Flavopiridol (NSC 649890; Behringwerke L86-8275, Marburg, Germany), is a potent inhibitor of cyclin dependent kinases (CDKs) 1, 2, and 4. It has potent antiproliferative effects in vitro and is active in tumor models in vivo. While surveying the effect of flavopiridol on cell cycle progression in different cell types, we discovered that hematopoietic cell lines, including SUDHL4, SUDHL6 (B-cell lines), Jurkat, and MOLT4 (T-cell lines), and HL60 (myeloid), displayed notable sensitivity to flavopiridol-induced apoptosis. For example, after 100 nmol/L for 12 hours, SUDHL4 cells displayed a similar degree of DNA fragmentation to that shown by the apoptosis-resistant PC3 prostate carcinoma cells only after 3,000 nmol/L for 48 hours. After exposure to 1,000 nmol/L flavopiridol for 12 hours, typical apoptotic morphology was observed in SUDHL4 cells, but not in PC3 prostate carcinoma cells despite comparable potency (SUDHL4: 120 nmol/L; PC3: 203 nmol/L) in causing growth inhibition by 50% (IC50). Flavopiridol did not induce topoisomerase I or II cleavable complex activity. A relation of p53, bcl2, or bax protein levels to apoptosis in SUDHL4 was not appreciated. While flavopiridol caused cell cycle arrest with decline in CDK1 activity in PC3 cells, apoptosis of SUDHL4 cells occurred without evidence of cell cycle arrest. These results suggest that antiproliferative activity of flavopiridol (manifest by cell cycle arrest) may be separated in different cell types from a capacity to induce apoptosis. Cells from hematopoietic neoplasms appear in this limited sample to be very susceptible to flavopiridol-induced apoptosis and therefore clinical trials in hematopoietic neoplasms should be of high priority.

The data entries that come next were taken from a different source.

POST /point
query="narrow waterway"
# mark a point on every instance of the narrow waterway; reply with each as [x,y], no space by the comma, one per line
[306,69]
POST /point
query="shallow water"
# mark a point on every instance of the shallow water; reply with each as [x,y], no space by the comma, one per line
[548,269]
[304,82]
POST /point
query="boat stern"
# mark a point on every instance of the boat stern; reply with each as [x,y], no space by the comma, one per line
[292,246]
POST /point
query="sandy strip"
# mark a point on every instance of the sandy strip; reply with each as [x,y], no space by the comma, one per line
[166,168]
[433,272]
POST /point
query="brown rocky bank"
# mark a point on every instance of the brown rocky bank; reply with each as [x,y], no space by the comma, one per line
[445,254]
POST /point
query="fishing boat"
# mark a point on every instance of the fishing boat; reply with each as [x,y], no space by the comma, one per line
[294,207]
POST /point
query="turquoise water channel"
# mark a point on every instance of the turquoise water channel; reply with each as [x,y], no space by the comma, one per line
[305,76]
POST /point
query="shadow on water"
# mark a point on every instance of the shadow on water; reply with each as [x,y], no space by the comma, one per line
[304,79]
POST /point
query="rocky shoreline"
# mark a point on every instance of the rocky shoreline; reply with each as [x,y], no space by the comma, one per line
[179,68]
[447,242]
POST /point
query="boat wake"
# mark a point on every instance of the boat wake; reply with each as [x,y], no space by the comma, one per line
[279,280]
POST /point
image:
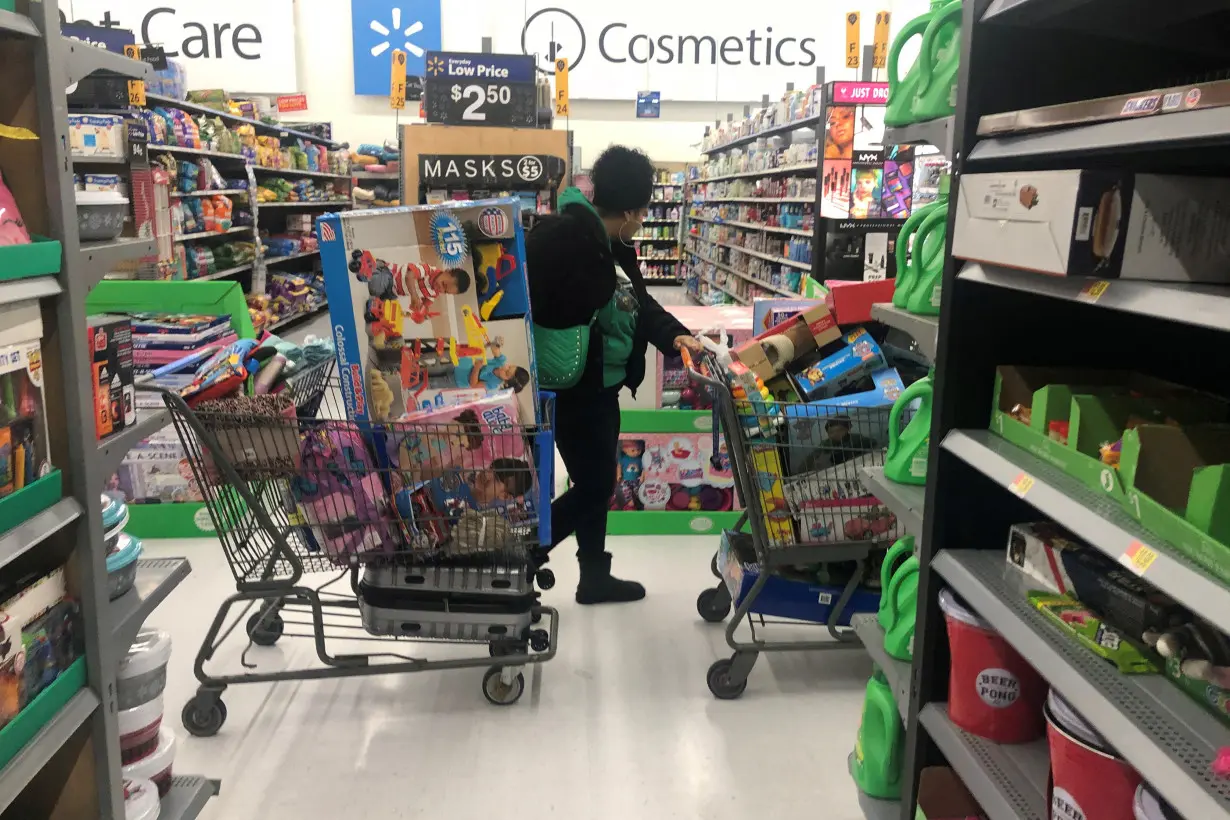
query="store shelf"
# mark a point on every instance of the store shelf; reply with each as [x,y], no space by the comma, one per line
[196,151]
[897,673]
[207,235]
[84,59]
[113,449]
[261,128]
[36,754]
[932,132]
[1188,129]
[107,255]
[1203,305]
[907,502]
[155,579]
[1007,781]
[1092,516]
[86,159]
[14,23]
[228,192]
[15,290]
[924,330]
[1153,724]
[295,172]
[806,122]
[35,530]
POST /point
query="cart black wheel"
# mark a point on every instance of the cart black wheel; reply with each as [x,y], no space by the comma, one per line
[712,606]
[203,716]
[266,633]
[720,682]
[502,693]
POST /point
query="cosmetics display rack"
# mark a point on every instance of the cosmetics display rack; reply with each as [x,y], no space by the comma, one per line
[978,483]
[44,64]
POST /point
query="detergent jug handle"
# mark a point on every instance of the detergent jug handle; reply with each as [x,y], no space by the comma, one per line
[926,58]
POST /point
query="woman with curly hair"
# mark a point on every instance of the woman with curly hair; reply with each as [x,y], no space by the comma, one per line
[583,271]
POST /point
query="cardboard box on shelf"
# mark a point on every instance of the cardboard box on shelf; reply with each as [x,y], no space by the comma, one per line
[1108,224]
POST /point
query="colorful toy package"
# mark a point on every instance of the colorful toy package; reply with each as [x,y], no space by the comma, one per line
[672,471]
[429,304]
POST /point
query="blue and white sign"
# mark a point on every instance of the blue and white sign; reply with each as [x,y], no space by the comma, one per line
[648,105]
[381,26]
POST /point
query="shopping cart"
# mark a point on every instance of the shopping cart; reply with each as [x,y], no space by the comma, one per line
[811,535]
[432,551]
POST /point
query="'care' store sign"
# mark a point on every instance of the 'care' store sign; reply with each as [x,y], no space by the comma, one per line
[233,44]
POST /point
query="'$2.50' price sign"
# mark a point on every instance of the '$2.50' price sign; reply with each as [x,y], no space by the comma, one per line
[480,90]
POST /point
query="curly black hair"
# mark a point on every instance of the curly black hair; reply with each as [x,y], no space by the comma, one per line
[622,180]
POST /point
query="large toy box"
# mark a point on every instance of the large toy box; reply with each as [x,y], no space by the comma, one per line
[429,307]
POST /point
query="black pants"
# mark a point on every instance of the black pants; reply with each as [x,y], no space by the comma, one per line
[587,433]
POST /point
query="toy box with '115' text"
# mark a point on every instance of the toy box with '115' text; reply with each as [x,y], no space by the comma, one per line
[429,307]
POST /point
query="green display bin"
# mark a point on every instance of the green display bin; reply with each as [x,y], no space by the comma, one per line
[39,258]
[41,711]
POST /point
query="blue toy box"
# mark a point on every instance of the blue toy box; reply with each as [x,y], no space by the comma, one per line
[782,596]
[429,306]
[828,375]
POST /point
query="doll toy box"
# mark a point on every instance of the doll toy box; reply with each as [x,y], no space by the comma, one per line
[429,305]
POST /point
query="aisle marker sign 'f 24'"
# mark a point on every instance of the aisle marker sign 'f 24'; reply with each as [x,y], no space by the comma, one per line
[381,26]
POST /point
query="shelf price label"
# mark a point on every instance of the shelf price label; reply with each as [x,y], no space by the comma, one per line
[397,81]
[880,57]
[853,39]
[1138,557]
[135,87]
[1021,484]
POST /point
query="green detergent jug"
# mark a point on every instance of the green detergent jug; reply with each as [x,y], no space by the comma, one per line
[905,460]
[897,553]
[876,765]
[935,94]
[928,278]
[900,90]
[903,599]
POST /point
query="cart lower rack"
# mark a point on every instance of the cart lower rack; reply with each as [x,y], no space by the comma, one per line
[417,531]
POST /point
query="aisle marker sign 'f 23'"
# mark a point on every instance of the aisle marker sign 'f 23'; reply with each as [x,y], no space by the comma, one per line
[380,26]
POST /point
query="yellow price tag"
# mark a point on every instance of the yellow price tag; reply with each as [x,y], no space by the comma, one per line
[135,87]
[397,81]
[561,87]
[853,39]
[1094,290]
[1021,484]
[1138,557]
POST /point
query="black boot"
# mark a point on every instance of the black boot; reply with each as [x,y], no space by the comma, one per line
[598,587]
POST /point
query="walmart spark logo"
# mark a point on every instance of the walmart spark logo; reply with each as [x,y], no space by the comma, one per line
[380,26]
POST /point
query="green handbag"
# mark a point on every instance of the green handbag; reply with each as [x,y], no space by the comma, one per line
[561,354]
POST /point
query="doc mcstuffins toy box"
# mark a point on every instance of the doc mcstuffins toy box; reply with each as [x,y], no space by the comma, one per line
[667,478]
[429,306]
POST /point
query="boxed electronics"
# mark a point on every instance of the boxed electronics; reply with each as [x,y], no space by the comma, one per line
[1107,224]
[111,359]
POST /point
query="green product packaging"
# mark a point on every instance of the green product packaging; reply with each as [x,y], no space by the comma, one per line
[905,460]
[876,765]
[935,95]
[900,89]
[1177,484]
[902,550]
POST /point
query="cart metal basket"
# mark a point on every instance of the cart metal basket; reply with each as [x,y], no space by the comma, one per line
[434,526]
[811,530]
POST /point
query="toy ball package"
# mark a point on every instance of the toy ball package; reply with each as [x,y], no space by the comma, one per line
[429,306]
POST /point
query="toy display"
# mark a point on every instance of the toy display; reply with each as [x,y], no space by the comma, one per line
[23,438]
[426,301]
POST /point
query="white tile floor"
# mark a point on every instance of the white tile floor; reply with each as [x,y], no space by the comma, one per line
[619,725]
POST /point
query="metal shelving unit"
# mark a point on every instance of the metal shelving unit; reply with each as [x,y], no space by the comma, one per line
[75,521]
[995,316]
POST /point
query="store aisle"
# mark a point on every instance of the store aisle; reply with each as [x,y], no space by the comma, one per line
[619,725]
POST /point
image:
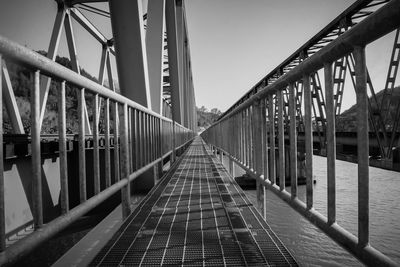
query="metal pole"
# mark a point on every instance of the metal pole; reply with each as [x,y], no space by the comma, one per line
[293,141]
[96,155]
[271,115]
[130,48]
[265,153]
[309,140]
[2,190]
[362,146]
[62,129]
[125,191]
[116,142]
[81,144]
[107,161]
[36,157]
[331,142]
[281,141]
[173,59]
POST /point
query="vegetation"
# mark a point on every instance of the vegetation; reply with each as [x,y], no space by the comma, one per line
[206,118]
[22,82]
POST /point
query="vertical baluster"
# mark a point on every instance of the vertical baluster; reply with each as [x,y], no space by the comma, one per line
[36,160]
[136,135]
[247,139]
[96,155]
[2,207]
[116,142]
[362,146]
[173,142]
[258,146]
[159,138]
[252,138]
[281,141]
[140,139]
[271,114]
[130,139]
[243,137]
[264,143]
[143,138]
[125,191]
[81,143]
[107,162]
[152,138]
[62,147]
[146,138]
[309,140]
[331,142]
[293,141]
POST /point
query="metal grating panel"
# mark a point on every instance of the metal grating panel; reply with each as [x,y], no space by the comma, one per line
[196,216]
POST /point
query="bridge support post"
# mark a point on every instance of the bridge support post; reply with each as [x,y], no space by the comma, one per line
[125,191]
[232,167]
[154,49]
[362,146]
[174,59]
[127,26]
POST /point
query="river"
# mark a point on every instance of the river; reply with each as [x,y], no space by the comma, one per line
[309,245]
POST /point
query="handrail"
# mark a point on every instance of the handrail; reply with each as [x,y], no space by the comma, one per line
[250,137]
[380,23]
[331,30]
[142,139]
[34,60]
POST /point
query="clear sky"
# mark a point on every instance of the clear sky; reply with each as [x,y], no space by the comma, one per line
[234,43]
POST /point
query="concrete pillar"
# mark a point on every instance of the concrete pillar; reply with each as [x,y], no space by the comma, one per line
[127,26]
[231,168]
[173,60]
[155,51]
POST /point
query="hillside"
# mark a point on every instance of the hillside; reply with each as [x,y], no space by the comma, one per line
[21,80]
[206,118]
[347,121]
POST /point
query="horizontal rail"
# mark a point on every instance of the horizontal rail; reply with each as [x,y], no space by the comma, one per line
[380,23]
[326,35]
[31,59]
[238,134]
[368,254]
[142,139]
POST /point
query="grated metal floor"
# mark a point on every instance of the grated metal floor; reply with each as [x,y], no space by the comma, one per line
[196,216]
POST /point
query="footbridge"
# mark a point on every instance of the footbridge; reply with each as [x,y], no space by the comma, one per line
[121,152]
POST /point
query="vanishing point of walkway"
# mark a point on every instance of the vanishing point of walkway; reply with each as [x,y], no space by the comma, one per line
[195,216]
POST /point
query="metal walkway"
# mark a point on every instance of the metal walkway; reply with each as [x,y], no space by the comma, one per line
[196,216]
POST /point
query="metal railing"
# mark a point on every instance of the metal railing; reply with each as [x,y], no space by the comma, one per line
[247,134]
[142,139]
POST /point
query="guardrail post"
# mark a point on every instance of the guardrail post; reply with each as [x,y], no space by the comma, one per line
[116,142]
[331,142]
[96,154]
[258,147]
[309,140]
[281,141]
[36,156]
[81,144]
[293,141]
[2,207]
[264,143]
[362,146]
[125,191]
[271,115]
[173,156]
[62,129]
[107,161]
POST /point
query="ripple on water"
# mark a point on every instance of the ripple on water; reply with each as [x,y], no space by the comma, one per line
[310,246]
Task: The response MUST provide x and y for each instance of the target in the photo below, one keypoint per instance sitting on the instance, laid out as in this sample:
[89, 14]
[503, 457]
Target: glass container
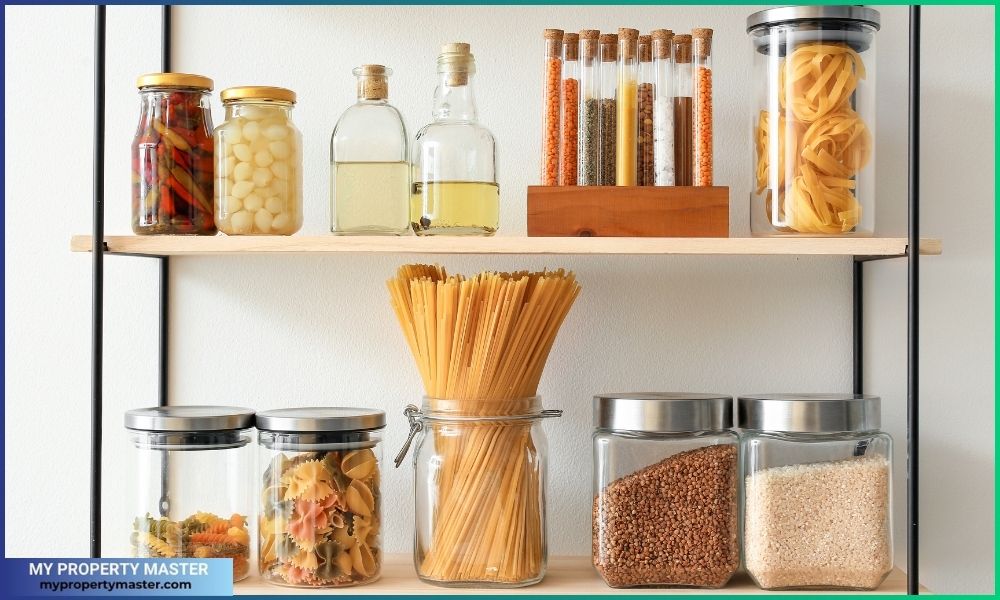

[1]  A. Eastman,et al.  Endonuclease activation during apoptosis: the role of cytosolic Ca2+ and pH. , 1992, Biochemical and biophysical research communications.

[2]  Z. Darżynkiewicz,et al.  Altered susceptibility of differentiating HL-60 cells to apoptosis induced by antitumor drugs. , 1994, Leukemia.

[3]  L. Magnelli,et al.  Phorbol esters attenuate the expression of p53 in cells treated with doxorubicin and protect TS-P53/K562 from apoptosis. , 1995, Biochemical and biophysical research communications.

[4]  S. Steinberg,et al.  Phase I trial of continuous infusion flavopiridol, a novel cyclin-dependent kinase inhibitor, in patients with refractory neoplasms. , 1998, Journal of clinical oncology : official journal of the American Society of Clinical Oncology.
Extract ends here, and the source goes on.